Tuesday, February 26, 2013

Security of Enterprise Mobile Apps


 A colleague invited my attention to this article.  I was engaged by this headline :

 

The best way to keep mobile apps safe is to secure the services they connect to.”


Perhaps.   In any case, this is good treatise on the security of client-server applications. 

However, the quote seems to suggest that the risk is that client mobile apps are being contaminated by connecting to rogue services.  In fact, the risk to the enterprise is more likely that rogue or compromised apps on mobile devices will leak sensitive data into the network.  Even that risk ranks after the risk to the user that rogue apps will incur charges; this is one way that rogue apps are being monetized.

Therefore, the issue for the enterprise is not protecting the client app from the server, or any server, but protecting the application and its data on the server.  The best way to do that is to ensure that the server will only accept connections from known and trusted clients.  Said another way, use crypto to authenticate the code in the app to ensure that it is the code that you think that it is; then use crypto to authenticate the client application and bind it to the server end-to-end. 

The owner (not necessarily the user) of the mobile device must get the client app from trusted sources, e.g., iTunes, the enterprise itself, and protect it from contamination or compromise from other apps.  (If the enterprise does not yet know how to protect its servers, this discussion  is premature.)  Again, trusted apps from trusted sources via trusted transport or packaging.  (This assumes that the enterprise has a sufficiently well-controlled development process that it can produce application programs that do what, and only what, it intends.) 

To protect against any unacceptable residual risk of a rogue application on the mobile device, one should prefer a mobile device operating system, e.g., iOS, that provides good process-to-process isolation.  For highly sensitive applications one should use a mobile device dedicated to that application.  Hardware is cheap.  This is a cost of high security and must be balanced against the risk or sensitivity of the application.  (One should not use a shared device and then whine about its operating system.) 
 

Wednesday, February 20, 2013

EO 13636 Improving Critical Infrastructure Cybersecurity

The Executive Order

Fairly well done, Mr. President.  The order is addressed to people who report to you and written in the active voice.  It tells them clearly and directly what they are expected to do.  It fixes responsibility, accountability, and schedules.  It requires measurement and reporting.  It does not increase the power of the government to do anything, for example regulate or control privately owned infrastructure, that it is not already empowered to do.  It articulates clear limits on what is intended.  It also specifies self-corrective measures.

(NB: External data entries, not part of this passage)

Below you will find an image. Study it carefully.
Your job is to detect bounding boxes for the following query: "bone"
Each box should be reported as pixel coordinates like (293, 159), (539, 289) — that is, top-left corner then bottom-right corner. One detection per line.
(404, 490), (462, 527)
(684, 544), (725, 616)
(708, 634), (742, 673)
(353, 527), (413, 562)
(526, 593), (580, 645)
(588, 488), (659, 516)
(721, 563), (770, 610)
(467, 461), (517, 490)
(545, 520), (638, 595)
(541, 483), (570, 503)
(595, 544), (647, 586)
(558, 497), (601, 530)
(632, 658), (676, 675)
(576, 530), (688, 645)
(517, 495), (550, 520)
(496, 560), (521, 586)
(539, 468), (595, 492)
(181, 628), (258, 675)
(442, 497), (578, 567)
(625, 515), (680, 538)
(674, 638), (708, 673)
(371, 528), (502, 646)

However, while it requires that actions should be “risk based,” it fails to establish or articulate the level of risk tolerance.  Instead, it leaves this determination to the various agencies of the government.  One must be concerned that the acceptable level will be poorly articulated in some cases and chosen for the benefit of the agency in others. 

Part of the problem that the order sets out to address is that the private owners of the infrastructure are each choosing their own level of risk.  This results in over spending by some and under spending by others.  This is clearly inefficient.  Think of a fence that is very high in some places but can be stepped over in others. 

This has been the problem with government security from the day one.  Instead of establishing an objective level of risk, the government relies upon the owner/author of a document, file, message,  or other data object, to specify its “classification,” that is, the set of protective measures to be implemented and paid for by others.  This results in "@least common" security.  That is why the government sets such a poor example of security. 

All in all, this is a good first effort.  It is not likely to do any harm.  However, the problem that it addresses is deeply rooted in culture and we know from bitter experience that culture is resistant to change.  However, Mothers Against Drunk (drinking and) Driving (MADD) and the anti-smoking campaign lend hope that we can do it.